Thursday, 24 July 2014

So I Submitted My Thesis For Defense Today...

Well, I sent in the thesis copy to the grad school office and my committee members will get their copies tomorrow.

...and now I feel both really tired and a tiny bit like reminiscing.  Just a very tiny bit while I'm not nervous about the defense (that can wait another month to kick in).

In any case, the PhD was quite a journey and I learned so very much from my instructors, peers, students and all the wonderful people I met in Kingston.

Some lessons I learned.

1) It's worth it to take the time to get to know the people & the place.  This isn't just a quick stop, it's going to be home for a while. 

At first, Kingston was a small town far away from the family and friends I knew and loved best and I realllly did not like it.  

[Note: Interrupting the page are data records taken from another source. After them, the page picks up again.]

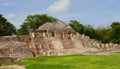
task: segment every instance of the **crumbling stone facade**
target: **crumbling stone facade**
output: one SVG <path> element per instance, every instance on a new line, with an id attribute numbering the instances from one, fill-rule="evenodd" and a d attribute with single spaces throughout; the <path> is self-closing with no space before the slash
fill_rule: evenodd
<path id="1" fill-rule="evenodd" d="M 46 23 L 24 36 L 0 37 L 0 57 L 100 54 L 120 52 L 120 45 L 90 39 L 63 22 Z"/>

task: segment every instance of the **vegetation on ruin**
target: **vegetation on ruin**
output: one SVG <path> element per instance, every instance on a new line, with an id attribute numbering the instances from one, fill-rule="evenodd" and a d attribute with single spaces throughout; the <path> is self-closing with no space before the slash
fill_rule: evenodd
<path id="1" fill-rule="evenodd" d="M 20 29 L 17 30 L 17 35 L 29 34 L 29 31 L 38 29 L 39 26 L 46 22 L 54 22 L 58 20 L 59 19 L 48 16 L 47 14 L 28 15 Z M 100 40 L 103 43 L 112 42 L 120 44 L 120 22 L 113 22 L 108 27 L 100 28 L 94 28 L 91 25 L 83 25 L 76 20 L 71 20 L 68 25 L 80 34 L 85 34 L 86 36 Z M 0 14 L 0 36 L 12 34 L 16 34 L 14 25 L 8 22 L 7 19 Z"/>
<path id="2" fill-rule="evenodd" d="M 25 65 L 27 69 L 119 69 L 120 54 L 40 56 L 26 58 L 11 65 Z"/>
<path id="3" fill-rule="evenodd" d="M 16 28 L 13 24 L 7 21 L 2 14 L 0 14 L 0 36 L 8 36 L 16 33 Z"/>

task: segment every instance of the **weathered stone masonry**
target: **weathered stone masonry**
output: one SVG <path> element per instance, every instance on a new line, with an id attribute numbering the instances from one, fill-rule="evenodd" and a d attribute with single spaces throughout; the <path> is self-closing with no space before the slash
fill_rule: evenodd
<path id="1" fill-rule="evenodd" d="M 0 37 L 0 57 L 33 57 L 40 55 L 112 54 L 119 44 L 90 39 L 75 32 L 63 22 L 46 23 L 24 36 Z"/>

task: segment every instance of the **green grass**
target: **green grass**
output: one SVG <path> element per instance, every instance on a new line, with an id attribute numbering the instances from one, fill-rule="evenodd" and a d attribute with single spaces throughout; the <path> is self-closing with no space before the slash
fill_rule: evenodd
<path id="1" fill-rule="evenodd" d="M 14 64 L 25 65 L 27 69 L 120 69 L 120 54 L 40 56 L 22 59 L 10 65 Z"/>

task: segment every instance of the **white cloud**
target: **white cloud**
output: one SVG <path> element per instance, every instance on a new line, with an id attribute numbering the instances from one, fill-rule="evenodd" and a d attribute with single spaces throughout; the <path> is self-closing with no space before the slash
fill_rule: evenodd
<path id="1" fill-rule="evenodd" d="M 16 3 L 12 3 L 12 2 L 5 2 L 2 4 L 2 6 L 16 6 Z"/>
<path id="2" fill-rule="evenodd" d="M 64 13 L 69 10 L 70 0 L 59 0 L 47 8 L 49 13 Z"/>

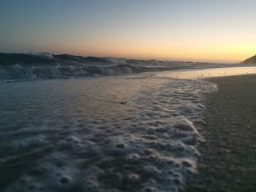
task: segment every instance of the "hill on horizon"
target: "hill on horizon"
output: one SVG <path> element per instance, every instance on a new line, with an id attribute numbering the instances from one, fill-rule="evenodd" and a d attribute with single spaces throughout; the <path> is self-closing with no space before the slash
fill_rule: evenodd
<path id="1" fill-rule="evenodd" d="M 244 64 L 256 64 L 256 55 L 244 60 L 241 63 Z"/>

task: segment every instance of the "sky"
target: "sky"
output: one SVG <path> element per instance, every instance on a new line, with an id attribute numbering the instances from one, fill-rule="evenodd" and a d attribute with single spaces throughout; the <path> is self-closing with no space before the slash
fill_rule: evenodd
<path id="1" fill-rule="evenodd" d="M 240 62 L 256 0 L 1 0 L 0 53 Z"/>

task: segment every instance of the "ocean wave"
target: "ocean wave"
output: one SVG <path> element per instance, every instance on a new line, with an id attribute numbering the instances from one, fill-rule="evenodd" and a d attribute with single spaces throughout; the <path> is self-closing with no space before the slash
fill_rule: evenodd
<path id="1" fill-rule="evenodd" d="M 221 66 L 206 63 L 53 55 L 48 53 L 0 53 L 0 80 L 110 76 Z"/>

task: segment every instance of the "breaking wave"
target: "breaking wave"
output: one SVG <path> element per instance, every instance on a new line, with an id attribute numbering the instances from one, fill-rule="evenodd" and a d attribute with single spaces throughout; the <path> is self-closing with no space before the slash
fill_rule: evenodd
<path id="1" fill-rule="evenodd" d="M 219 64 L 115 58 L 0 53 L 0 80 L 55 79 L 219 67 Z"/>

Now, I will forever miss my spot - yes, my spot - at the Grad Club, my favourite barista's latte art, June from my favourite sushi place, Walter who sold me great books, and popping in to see Jackie's newest creations.

Kingston grew on me.


I dare you to not want that sunset.
Surrounding area was good too.
More coffee has been consumed from this mug made by Jackie than probably all other mugs in my house combined

It wasn't all awesome all the time though.  Kingston can be very cold and snowy and seriously lacks snowplows to clear sidewalks.  I have actually seen students snowshoe and cross country ski to class.

Brrrrrrr....
Throughout all this, I was busy thinking.  And reading.  And thinking some more.  I even had to buy more bookshelves.

2) Loving what you do really helps.

A PhD is a lot of really hard work. 

Somewhere along the line I had to learn how to read things that looked like this:

Yes, I now have stronger eyeglasses prescriptions.

I stopped being disturbed by words like...fistulae and phrases like rectal prolapse.  At some point I became known as the person who told gruesome stories about medical treatments gone awry (or as intended, in some cases) and even convinced some that studying the early modern period did not mean I was "like...an archeologist."

3) Organize, plan, plot.  Learn how to file.

I didn't for a long time and it was bad.

Papers in a box.
This is much better.

Papers in file folders with labels and everything!
4) Talking about your work is good.

Go to conferences, have coffee with your peers, and talk it through.  It's amazing how much you have yet to learn.  It's also amazing how interesting your work is to others.

By sharing your work, you can clarify your ideas and learn how to tell the story better the next time.  Here, the Museum of Health Care was kind enough to even let me play with their artefacts while I shared the Pepys lithotomy story.

This is me talking. 
5) That if you're going to teach, you should PLEASE invest the effort to do it well or do not do it at all.

Teaching is important.  I want my students to leave the classroom excited about the past, engaged with the material, thinking critically, and having learned new skills.  Teaching well requires a lot of time, a lot of effort, and a lot of thinking.  It requires patience, dedication, tact, creativity, and perhaps above all, sheer determination.


If someone told me 5 years ago that I'd be a good teacher, I probably would have laughed.  But that moment when a struggling student gets it, when you see marked improvement over the course of the semester, when a student asks thoughtful question, or when you get an excited email from a former student accepted to Oxbridge or law school or who got a great job...That moment is pretty awesome.

6a) I am not perfect and my work isn't perfect.  This is not an excuse to shirk the duty to do my best.

Graduate students take themselves and their work very seriously.  Learn humility.  Learn how to let go of that draft.  Learn how to take constructive criticism.

This is really, really hard.

The thesis may take up A LOT of my life, but graduate school/academia/awesome books are only one facet of what makes me a person.

Sure you identify as a scholar, but what else are you?  What makes you happy?  What brings balance to your life?  Some colleagues do yoga, run, read fiction, and play video games.

Turns out, I really like to grow things, feed people, and keep them warm.



And also play board games on things I've crocheted
6b) Life goes on.

Over the course of the PhD thus far, I've made some awesome friends, got adopted by a cat, got married, and moved cities twice.

Companionship helps.


 Just in case I haven't mentioned it already, my cat is the best.

7) Enjoying the process is key.  Attitude is important - even the tediousness of paperwork can be amusing in hindsight. 

Research trips are also the best.  For one, you get to feel like a real scholar, do real history, meet new people, and even touch primary documents without gloves.  Second, you also get to visit places.  They may be places you've been to before, but take the time to explore and enjoy.

My favourite part of The National Archives, Kew
Splurge once in a while.  Asceticism and moderation can be downright boring.

Yes.  That is, in fact, way too many euros worth of dessert for two people.  Luckily for us, it was lunch.





8) A PhD teaches you a lot about yourself and what you value.

Take a moment out of your busy schedule and meditate (either literally or figuratively) about it.

Have some jumbled thoughts.  I'm a, sleepy, @medhistorian.

G'night.

1 comment:

  1. I really like the way you have described your entire PhD journey in Kingston I wish you best of luck for future. Kingston is indeed a very beautiful place.